O
mais antigo livro de Carlos de Oliveira, Turismo, publicado na origem em 1942, começa
com o grupo de seis poemas “Infância”, o primeiro dos quais traz “Terra” por título.
Utilizo nesta comunicação o volume das Obras, publicado em 1992 pela Caminho. É
necessária esta informação porque o autor, ao decantar obsessivamente os textos,
suprimiu sequências frásicas e versos. Não raro transmuta longos poemas em menos
que haikus. Assim, na versão final, “Terra” apresenta uma única frase, quebrada
em três versos, num total de nove sílabas: Terra / sem uma gota/ de céu.
Os poemas de “Infância” são seis, e Turismo é um livro constituído
por apenas três grupos de poemas: “Infância”, “Amazónia” e “Gândara”. Ao referir
tanto algarismo, estou a chamar a atenção para a circunstância de a obra de Carlos
de Oliveira exibir com frequência uma simbologia de cariz maçónico, ora expressa
na numerologia ora na alquimia. O Aprendiz de Feiticeiro, por exemplo, é um dos
seus títulos. Quanto à simbologia maçónica, é obsessivo o uso do três, dir-se-ia
mesmo que esse é o único número que o poeta conhece. Alguns exemplos, coligidos
só no grupo “Cristal em Sória”, parte do livro Entre duas Memórias: “a terceira
luz” que o anjo camponês planta como uma árvore; (p. 330), “a terceira mulher” que
sustém no ar o desenho da casa (p. 339); as “três sílabas fulgentes” que o poeta
escolhe e se tornam “três ímanes” (p. 343).
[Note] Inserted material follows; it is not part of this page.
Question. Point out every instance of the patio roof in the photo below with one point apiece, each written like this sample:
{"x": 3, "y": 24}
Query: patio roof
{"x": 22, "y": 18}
“Cristal em Sória”, ao evocar o poeta António Machado e o rio
Douro em Espanha, representa uma das raras excepções ao facto de o espaço geográfico
privilegiado de Carlos de Oliveira ser a gândara.
Voltemos entretanto ao livro inicial, Turismo: se o primeiro
poema de “Infância” nos diz que a terra não tem uma gota de céu, o sexto e último
apresenta o “Céu/ sem uma gota / de terra”.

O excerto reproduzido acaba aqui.